What is the difference between a "study" and a "project" in TOPMed?

Answer: 

TOPMed Projects are a collection of one or more parent studies. Some are derived from a single parent study by selecting a subset of subjects according to various criteria – e.g. relatedness, phenotypes of interest or extent of phenotypic characterization. Some consist of a consortium of multiple parent studies that each contribute subjects with a common phenotype of interest – e.g. atrial fibrillation cases from each of several studies, along with controls from the same or other studies.

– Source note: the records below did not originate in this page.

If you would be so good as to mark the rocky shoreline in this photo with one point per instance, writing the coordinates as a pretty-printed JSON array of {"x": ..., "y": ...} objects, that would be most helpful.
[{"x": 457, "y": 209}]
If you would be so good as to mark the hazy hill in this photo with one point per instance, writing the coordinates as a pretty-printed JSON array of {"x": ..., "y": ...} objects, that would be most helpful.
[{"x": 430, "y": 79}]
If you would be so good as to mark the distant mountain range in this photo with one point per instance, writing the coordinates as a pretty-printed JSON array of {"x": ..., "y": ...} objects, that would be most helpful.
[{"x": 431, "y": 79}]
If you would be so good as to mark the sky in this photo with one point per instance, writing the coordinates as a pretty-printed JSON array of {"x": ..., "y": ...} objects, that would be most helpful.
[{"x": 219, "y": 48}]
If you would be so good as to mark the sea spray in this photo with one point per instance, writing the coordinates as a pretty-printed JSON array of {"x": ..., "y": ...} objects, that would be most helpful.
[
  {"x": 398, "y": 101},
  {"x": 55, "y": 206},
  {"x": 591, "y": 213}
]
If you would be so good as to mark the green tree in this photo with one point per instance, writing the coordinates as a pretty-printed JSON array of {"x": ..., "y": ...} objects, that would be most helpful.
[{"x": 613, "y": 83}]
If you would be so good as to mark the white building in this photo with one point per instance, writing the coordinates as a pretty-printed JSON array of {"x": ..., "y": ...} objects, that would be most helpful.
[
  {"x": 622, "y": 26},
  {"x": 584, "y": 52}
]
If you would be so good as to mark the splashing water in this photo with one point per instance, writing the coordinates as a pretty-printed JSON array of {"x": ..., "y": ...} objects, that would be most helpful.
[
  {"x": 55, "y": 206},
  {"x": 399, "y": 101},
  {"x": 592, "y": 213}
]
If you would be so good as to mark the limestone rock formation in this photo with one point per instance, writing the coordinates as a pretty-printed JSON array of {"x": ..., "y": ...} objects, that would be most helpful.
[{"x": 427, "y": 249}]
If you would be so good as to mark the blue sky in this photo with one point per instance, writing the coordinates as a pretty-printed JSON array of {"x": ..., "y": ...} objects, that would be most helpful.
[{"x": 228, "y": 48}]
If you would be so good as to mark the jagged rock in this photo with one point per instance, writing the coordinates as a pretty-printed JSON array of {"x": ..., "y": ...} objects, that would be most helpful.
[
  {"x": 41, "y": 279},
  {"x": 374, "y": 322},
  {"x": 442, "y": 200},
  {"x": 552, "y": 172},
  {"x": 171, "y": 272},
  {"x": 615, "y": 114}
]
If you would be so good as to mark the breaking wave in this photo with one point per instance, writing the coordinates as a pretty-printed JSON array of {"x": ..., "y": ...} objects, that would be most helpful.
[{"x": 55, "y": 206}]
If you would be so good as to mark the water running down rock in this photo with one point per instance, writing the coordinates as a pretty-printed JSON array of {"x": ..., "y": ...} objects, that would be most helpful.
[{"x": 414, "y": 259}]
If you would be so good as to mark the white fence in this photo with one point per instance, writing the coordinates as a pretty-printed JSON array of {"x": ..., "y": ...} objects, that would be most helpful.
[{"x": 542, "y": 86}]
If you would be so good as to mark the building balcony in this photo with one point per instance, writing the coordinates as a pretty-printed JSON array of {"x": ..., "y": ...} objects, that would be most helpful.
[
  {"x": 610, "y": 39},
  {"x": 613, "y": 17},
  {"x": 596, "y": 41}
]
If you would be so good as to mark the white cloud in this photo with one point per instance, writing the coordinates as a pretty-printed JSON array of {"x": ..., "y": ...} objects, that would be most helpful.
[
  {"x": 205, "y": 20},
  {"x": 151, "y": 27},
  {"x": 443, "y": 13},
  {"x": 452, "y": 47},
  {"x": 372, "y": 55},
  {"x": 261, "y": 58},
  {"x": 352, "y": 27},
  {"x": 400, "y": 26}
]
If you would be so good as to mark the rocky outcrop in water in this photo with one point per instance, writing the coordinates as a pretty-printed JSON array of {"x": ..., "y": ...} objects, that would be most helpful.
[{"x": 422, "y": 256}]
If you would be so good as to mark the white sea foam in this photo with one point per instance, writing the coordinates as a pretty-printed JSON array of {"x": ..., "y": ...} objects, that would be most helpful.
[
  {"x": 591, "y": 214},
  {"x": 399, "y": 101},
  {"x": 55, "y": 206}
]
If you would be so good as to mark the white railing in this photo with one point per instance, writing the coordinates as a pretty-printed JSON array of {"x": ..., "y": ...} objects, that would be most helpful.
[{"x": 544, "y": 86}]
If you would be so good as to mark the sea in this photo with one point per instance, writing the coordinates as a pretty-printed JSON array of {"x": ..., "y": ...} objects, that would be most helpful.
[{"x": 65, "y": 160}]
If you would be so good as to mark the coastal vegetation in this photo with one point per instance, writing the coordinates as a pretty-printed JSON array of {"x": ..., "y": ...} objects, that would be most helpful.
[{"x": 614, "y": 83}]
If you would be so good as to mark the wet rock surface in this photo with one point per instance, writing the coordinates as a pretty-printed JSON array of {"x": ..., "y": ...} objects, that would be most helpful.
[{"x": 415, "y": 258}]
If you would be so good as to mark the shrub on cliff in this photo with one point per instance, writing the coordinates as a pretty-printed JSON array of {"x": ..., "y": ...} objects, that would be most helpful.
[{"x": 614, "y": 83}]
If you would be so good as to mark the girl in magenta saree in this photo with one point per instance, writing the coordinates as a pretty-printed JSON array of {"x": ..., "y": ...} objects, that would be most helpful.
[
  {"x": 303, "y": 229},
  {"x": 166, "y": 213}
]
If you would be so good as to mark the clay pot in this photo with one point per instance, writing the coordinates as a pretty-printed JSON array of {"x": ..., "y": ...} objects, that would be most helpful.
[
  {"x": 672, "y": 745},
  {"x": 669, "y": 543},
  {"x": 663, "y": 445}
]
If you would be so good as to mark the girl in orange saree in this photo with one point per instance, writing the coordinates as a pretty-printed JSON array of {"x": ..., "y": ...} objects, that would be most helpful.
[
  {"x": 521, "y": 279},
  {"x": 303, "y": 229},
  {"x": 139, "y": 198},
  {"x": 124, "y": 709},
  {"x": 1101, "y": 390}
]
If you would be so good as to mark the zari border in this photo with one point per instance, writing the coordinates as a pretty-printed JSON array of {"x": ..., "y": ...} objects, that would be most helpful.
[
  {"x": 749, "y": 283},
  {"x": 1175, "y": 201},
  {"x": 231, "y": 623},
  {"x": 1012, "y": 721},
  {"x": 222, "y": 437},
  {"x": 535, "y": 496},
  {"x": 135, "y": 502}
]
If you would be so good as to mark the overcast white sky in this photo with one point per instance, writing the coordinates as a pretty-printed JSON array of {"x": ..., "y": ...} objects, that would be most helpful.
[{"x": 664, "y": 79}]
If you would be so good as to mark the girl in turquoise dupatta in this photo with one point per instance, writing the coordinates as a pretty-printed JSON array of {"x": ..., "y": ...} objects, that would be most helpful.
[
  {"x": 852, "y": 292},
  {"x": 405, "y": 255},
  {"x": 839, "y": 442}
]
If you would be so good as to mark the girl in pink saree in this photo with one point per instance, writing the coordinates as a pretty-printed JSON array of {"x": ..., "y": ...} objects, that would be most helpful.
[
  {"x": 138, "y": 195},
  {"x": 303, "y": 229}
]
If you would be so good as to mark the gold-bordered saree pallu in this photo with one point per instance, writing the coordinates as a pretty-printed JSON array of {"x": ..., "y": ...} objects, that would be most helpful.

Parent studies are studies that were selected for inclusion in TOPMed to have their samples sequenced. Parent studies may be cohort (i.e. FHS, JHS, ARIC, CHS, CARDIA, and MESA), case-control (i.e. COPDGene), randomized trial (i.e. WHI), family-based (i.e. CRA), case-only (i.e. GALAII, SAGE) studies, or other designs. Before the TOPMed program was initiated, these studies had already recruited subjects and collected phenotypic data and biosamples for DNA extraction. In general, only a subset of all subjects included in the pre-existing study were selected for WGS in TOPMed. Some parent studies have contributed samples for sequencing to more than one TOPMed Project. A TOPMed Parent study typically corresponds to one TOPMed dbGaP study accession (phs number).